TinyTokenizer 0.6.5
See the version list below for details.
dotnet add package TinyTokenizer --version 0.6.5
NuGet\Install-Package TinyTokenizer -Version 0.6.5
<PackageReference Include="TinyTokenizer" Version="0.6.5" />
<PackageVersion Include="TinyTokenizer" Version="0.6.5" />
<PackageReference Include="TinyTokenizer" />
paket add TinyTokenizer --version 0.6.5
#r "nuget: TinyTokenizer, 0.6.5"
#:package TinyTokenizer@0.6.5
#addin nuget:?package=TinyTokenizer&version=0.6.5
#tool nuget:?package=TinyTokenizer&version=0.6.5
TinyTokenizer
A high-performance, zero-allocation tokenizer library for .NET 8+ with SIMD-optimized character matching.
Features
- High performance — Zero-allocation parsing with SIMD-optimized
SearchValues<char> - TinyAst — Red-green syntax tree with fluent queries, editing, and undo/redo
- Schema system — Unified configuration for tokenization + syntax node definitions
- Syntax nodes — Pattern-based AST matching (function calls, property access, etc.)

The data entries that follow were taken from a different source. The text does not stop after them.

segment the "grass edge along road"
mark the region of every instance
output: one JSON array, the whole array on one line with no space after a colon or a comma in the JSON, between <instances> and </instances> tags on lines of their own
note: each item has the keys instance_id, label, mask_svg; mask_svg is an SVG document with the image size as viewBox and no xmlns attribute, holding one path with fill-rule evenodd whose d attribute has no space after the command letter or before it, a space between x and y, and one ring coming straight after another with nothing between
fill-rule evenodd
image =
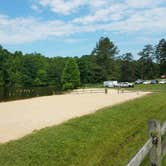
<instances>
[{"instance_id":1,"label":"grass edge along road","mask_svg":"<svg viewBox=\"0 0 166 166\"><path fill-rule=\"evenodd\" d=\"M150 94L2 144L0 166L124 166L148 139L148 120L166 120L165 99Z\"/></svg>"}]
</instances>

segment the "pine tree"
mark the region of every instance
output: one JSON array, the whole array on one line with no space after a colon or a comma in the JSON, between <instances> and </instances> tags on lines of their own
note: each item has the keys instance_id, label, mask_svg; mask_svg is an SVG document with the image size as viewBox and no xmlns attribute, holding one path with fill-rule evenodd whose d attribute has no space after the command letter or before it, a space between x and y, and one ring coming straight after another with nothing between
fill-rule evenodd
<instances>
[{"instance_id":1,"label":"pine tree","mask_svg":"<svg viewBox=\"0 0 166 166\"><path fill-rule=\"evenodd\" d=\"M61 82L64 90L74 89L80 85L80 71L73 58L69 58L66 62Z\"/></svg>"}]
</instances>

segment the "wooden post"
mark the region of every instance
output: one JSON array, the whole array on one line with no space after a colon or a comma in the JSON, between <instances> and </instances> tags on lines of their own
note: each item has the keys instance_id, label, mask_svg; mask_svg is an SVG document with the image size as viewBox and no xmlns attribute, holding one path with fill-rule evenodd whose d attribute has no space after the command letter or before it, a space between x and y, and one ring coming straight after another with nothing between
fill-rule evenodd
<instances>
[{"instance_id":1,"label":"wooden post","mask_svg":"<svg viewBox=\"0 0 166 166\"><path fill-rule=\"evenodd\" d=\"M151 120L148 123L149 137L152 138L153 147L149 153L150 166L161 166L161 128L160 122Z\"/></svg>"}]
</instances>

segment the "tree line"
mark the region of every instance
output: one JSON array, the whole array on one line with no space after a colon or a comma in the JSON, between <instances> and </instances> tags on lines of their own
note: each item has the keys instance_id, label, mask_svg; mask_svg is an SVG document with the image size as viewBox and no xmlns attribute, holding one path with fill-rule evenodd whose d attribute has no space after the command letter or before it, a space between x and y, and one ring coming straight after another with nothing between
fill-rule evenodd
<instances>
[{"instance_id":1,"label":"tree line","mask_svg":"<svg viewBox=\"0 0 166 166\"><path fill-rule=\"evenodd\" d=\"M135 81L155 79L166 74L166 40L145 45L134 59L132 53L120 55L118 47L101 37L90 55L45 57L40 53L14 53L0 46L0 86L55 86L73 89L105 80Z\"/></svg>"}]
</instances>

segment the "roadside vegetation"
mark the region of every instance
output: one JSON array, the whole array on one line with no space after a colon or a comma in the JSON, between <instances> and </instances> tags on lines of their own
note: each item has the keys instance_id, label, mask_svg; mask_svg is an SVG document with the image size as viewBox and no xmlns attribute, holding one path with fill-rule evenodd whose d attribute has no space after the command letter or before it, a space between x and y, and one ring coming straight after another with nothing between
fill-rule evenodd
<instances>
[{"instance_id":1,"label":"roadside vegetation","mask_svg":"<svg viewBox=\"0 0 166 166\"><path fill-rule=\"evenodd\" d=\"M55 86L62 90L106 80L157 79L166 74L165 55L165 39L156 46L145 45L137 60L130 52L121 54L108 37L101 37L89 55L72 58L48 58L40 53L23 54L21 51L11 53L0 46L0 86ZM75 74L69 73L72 67ZM65 80L64 75L69 74L71 76Z\"/></svg>"},{"instance_id":2,"label":"roadside vegetation","mask_svg":"<svg viewBox=\"0 0 166 166\"><path fill-rule=\"evenodd\" d=\"M0 145L3 166L124 166L148 139L147 122L166 120L166 93L153 93Z\"/></svg>"}]
</instances>

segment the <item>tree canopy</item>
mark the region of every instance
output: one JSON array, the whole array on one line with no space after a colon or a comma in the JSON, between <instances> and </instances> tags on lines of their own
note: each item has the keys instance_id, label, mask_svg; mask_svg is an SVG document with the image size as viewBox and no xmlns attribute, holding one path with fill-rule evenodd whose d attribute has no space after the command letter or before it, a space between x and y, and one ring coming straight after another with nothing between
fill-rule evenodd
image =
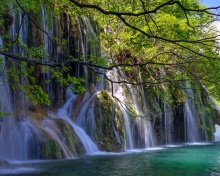
<instances>
[{"instance_id":1,"label":"tree canopy","mask_svg":"<svg viewBox=\"0 0 220 176\"><path fill-rule=\"evenodd\" d=\"M100 43L103 52L110 57L108 62L101 55L76 58L73 50L67 47L67 41L50 36L33 18L33 14L41 10L41 5L58 18L65 14L70 20L90 19L96 30L96 35L91 38L93 47L98 48L97 43ZM10 19L6 16L13 10L22 12L20 25L24 18L28 18L54 47L64 48L66 59L62 62L42 59L51 53L42 52L42 46L24 44L19 35L11 37ZM30 92L38 92L36 101L47 104L47 97L42 99L45 95L41 96L44 93L32 76L36 65L50 67L54 77L66 85L71 82L82 85L83 80L70 76L62 78L56 68L68 72L69 64L76 63L103 75L112 84L124 82L149 86L169 83L177 86L187 79L205 85L215 98L220 99L220 33L215 26L219 10L220 7L207 8L199 0L3 0L0 26L4 29L0 32L6 42L0 47L0 54L21 61L23 74L29 81L20 88L25 89L31 99L36 97ZM19 28L16 33L19 34ZM13 53L15 45L21 46L24 52ZM8 77L19 82L18 70L11 65ZM122 71L126 79L111 79L106 71L114 68ZM137 72L143 79L137 78ZM81 86L78 89L84 91Z\"/></svg>"}]
</instances>

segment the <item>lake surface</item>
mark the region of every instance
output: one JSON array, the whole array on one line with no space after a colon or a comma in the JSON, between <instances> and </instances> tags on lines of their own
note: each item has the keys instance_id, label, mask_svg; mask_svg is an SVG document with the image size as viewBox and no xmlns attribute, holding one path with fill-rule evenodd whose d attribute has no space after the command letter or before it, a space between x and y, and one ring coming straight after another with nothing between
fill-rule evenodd
<instances>
[{"instance_id":1,"label":"lake surface","mask_svg":"<svg viewBox=\"0 0 220 176\"><path fill-rule=\"evenodd\" d=\"M0 168L0 175L219 176L220 143L162 146L126 153L99 153L71 160L32 161Z\"/></svg>"}]
</instances>

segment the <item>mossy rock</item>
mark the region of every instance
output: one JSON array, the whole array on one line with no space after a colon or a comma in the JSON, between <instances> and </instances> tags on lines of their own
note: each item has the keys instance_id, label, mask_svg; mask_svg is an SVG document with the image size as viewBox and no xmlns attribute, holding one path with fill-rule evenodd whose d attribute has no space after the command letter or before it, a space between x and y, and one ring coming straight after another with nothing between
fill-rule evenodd
<instances>
[{"instance_id":1,"label":"mossy rock","mask_svg":"<svg viewBox=\"0 0 220 176\"><path fill-rule=\"evenodd\" d=\"M40 143L41 159L62 159L64 158L60 145L51 139Z\"/></svg>"},{"instance_id":2,"label":"mossy rock","mask_svg":"<svg viewBox=\"0 0 220 176\"><path fill-rule=\"evenodd\" d=\"M75 131L72 127L66 123L62 119L54 119L59 126L64 138L65 143L71 149L74 156L78 156L85 153L85 149L83 147L82 142L80 141L79 137L76 135Z\"/></svg>"},{"instance_id":3,"label":"mossy rock","mask_svg":"<svg viewBox=\"0 0 220 176\"><path fill-rule=\"evenodd\" d=\"M108 152L122 151L124 143L123 116L119 105L107 91L101 91L95 98L94 114L96 121L95 140L101 150ZM117 142L115 131L120 138Z\"/></svg>"}]
</instances>

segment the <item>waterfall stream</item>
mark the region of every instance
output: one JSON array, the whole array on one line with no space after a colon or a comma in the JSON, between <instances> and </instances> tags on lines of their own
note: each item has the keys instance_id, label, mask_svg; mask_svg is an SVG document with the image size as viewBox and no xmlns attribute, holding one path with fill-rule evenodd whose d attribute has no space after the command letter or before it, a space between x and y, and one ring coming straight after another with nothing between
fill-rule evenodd
<instances>
[{"instance_id":1,"label":"waterfall stream","mask_svg":"<svg viewBox=\"0 0 220 176\"><path fill-rule=\"evenodd\" d=\"M20 11L12 11L12 16L14 22L10 30L11 40L18 37L25 45L35 45L36 43L32 41L34 39L30 37L32 36L30 34L31 28L34 27L31 26L27 15L22 14ZM58 48L58 46L53 45L52 41L55 41L55 39L60 36L60 38L63 37L64 39L66 37L66 47L69 50L74 50L73 55L78 61L89 61L92 56L94 60L97 59L96 57L104 57L110 64L113 62L110 61L110 56L108 56L100 46L98 30L89 18L76 17L74 28L73 24L70 23L71 18L66 15L65 24L62 24L64 26L60 27L63 31L61 29L59 31L57 28L57 20L59 19L53 16L52 13L41 4L39 19L39 26L42 27L43 31L46 31L46 33L42 33L41 36L39 36L39 43L36 44L37 46L43 46L43 62L50 62L52 60L60 63L61 60L63 61L69 57L70 53L66 54L64 51L61 51L62 49ZM59 37L56 35L59 35ZM3 43L2 37L0 36L0 47L3 46ZM20 54L21 56L25 56L26 54L24 48L18 44L14 44L10 52ZM58 52L63 53L60 54ZM206 123L209 114L206 112L206 105L203 103L204 100L202 100L201 97L199 97L199 105L201 107L201 112L199 112L195 100L193 99L193 97L196 96L192 88L193 86L189 83L187 83L186 91L183 93L187 96L186 101L180 102L180 104L182 104L175 107L175 109L175 105L162 100L163 98L161 97L164 95L160 95L156 91L154 92L153 88L152 90L148 90L148 85L142 84L140 86L134 86L135 82L134 85L127 84L130 75L127 76L119 67L106 72L104 66L103 68L95 68L97 72L100 71L106 74L105 76L110 78L113 81L112 83L106 80L105 76L100 73L92 72L85 65L78 63L71 63L73 65L69 64L68 67L71 68L69 73L62 73L62 76L73 76L85 79L84 85L87 91L82 94L77 94L71 90L74 83L66 88L69 82L65 83L65 85L58 83L55 78L51 76L52 73L49 67L37 66L37 68L35 68L36 73L34 73L36 74L36 84L39 83L39 86L42 86L43 90L49 95L51 102L59 101L59 104L54 105L54 107L53 105L50 105L50 107L44 105L38 106L28 100L28 97L25 97L24 89L13 90L10 88L5 77L7 68L4 56L0 55L0 57L3 59L0 63L0 114L3 114L2 117L0 117L0 159L51 159L50 157L47 158L47 156L41 156L43 153L42 150L44 150L43 147L45 146L47 150L53 150L53 147L58 145L62 157L74 158L77 153L75 150L80 150L80 147L84 148L85 151L83 150L83 152L80 151L81 153L77 153L79 155L85 152L86 154L96 153L99 150L108 151L106 149L107 147L109 151L113 149L116 151L124 151L145 149L154 147L157 144L173 144L176 142L174 140L176 136L180 136L179 141L182 140L181 142L183 142L183 140L185 140L185 142L198 142L207 139L209 126ZM11 62L21 72L19 75L21 87L28 85L29 78L23 74L25 66L20 64L20 61L16 59L12 59ZM137 80L140 82L145 82L146 80L144 79L147 79L144 76L142 78L140 68L135 76L137 76ZM96 77L101 78L101 81L96 80ZM93 86L92 88L91 85ZM55 86L58 87L57 94L60 94L60 99L57 98L58 96L53 95ZM77 88L77 86L78 85L74 88ZM169 86L167 86L167 89L167 92L171 91ZM100 93L104 91L107 94L106 96ZM160 91L162 92L164 89L160 87ZM64 92L66 93L66 98L63 98ZM151 94L153 98L152 101L149 100L151 96L148 94ZM169 92L169 94L169 97L172 97L171 92ZM113 96L113 98L111 97L109 100L108 97L110 96ZM103 98L103 101L101 101L102 99L100 97ZM98 102L99 100L100 102ZM75 106L77 106L78 109L75 108ZM98 111L97 108L100 107L97 106L103 107L103 111ZM58 109L58 107L60 108ZM219 110L218 107L214 108ZM174 109L181 113L175 114ZM48 112L48 110L50 111ZM40 114L41 111L43 111L42 114ZM55 113L56 111L57 113ZM108 111L108 114L105 114L104 111ZM40 117L38 112L41 115ZM33 117L31 115L33 115ZM59 122L56 121L57 119L59 119ZM176 123L174 123L175 119L178 119ZM101 121L100 124L98 123L99 120ZM99 128L104 129L104 132L101 131L102 129L98 129L97 124L101 126ZM175 124L178 126L175 126ZM71 144L68 143L68 134L65 133L66 131L62 131L61 127L71 132L69 136L77 136L77 140L80 141L80 144L75 144L73 138L72 141L68 139L72 142L70 142ZM107 127L112 129L108 131L105 129ZM178 131L178 135L175 134L175 130ZM199 130L202 130L202 135L204 136L201 137ZM210 131L212 130L213 129L210 128ZM101 135L97 137L99 132ZM112 134L109 134L111 132ZM102 135L102 133L108 134ZM219 132L217 134L219 135ZM160 141L160 143L157 143L157 141ZM102 144L108 146L105 149L101 149L100 146L102 146ZM120 150L122 148L123 150Z\"/></svg>"}]
</instances>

- TreeWalker — DOM-style filtered tree traversal
- Async streaming — Tokenize from
StreamandPipeReaderwithIAsyncEnumerable - Full tokenization — Blocks, strings, numbers, comments, operators, tagged identifiers
- Error recovery — Gracefully handles malformed input and continues parsing
Installation
dotnet add package TinyTokenizer
Or add a reference to the TinyTokenizer project in your solution.
Quick Start
using TinyTokenizer;
// Simple tokenization
var tokens = "func(a, b)".TokenizeToTokens();
// tokens contains:
// - IdentToken("func")
// - BlockToken("(a, b)") with children:
// - IdentToken("a")
// - SymbolToken(",")
// - WhitespaceToken(" ")
// - IdentToken("b")
// With options
var options = TokenizerOptions.Default
.WithCommentStyles(CommentStyle.CStyleSingleLine, CommentStyle.CStyleMultiLine);
var tokens = "x = 42; // comment".TokenizeToTokens(options);
TinyAst — Syntax Tree API
TinyTokenizer includes a syntax tree for efficient AST manipulation with fluent queries and undo/redo support.
Quick Start
using TinyTokenizer.Ast;
// Parse source into a syntax tree
var tree = SyntaxTree.Parse("function foo() { return 1; }");
// Query nodes
var idents = tree.Leaves.Where(l => l.Kind == NodeKind.Ident);
// Fluent mutations with undo support
tree.CreateEditor()
.Replace(Query.Ident("foo"), "bar") // Concise named query
.Insert(Query.BraceBlock.First().InnerStart(), "console.log('enter');")
.Commit();
// Undo/redo
tree.Undo();
tree.Redo();
Querying with NodeQuery
The Query static class provides a fluent CSS-like selector API:
using TinyTokenizer.Ast;
// Named queries (with specific text) - NEW concise API!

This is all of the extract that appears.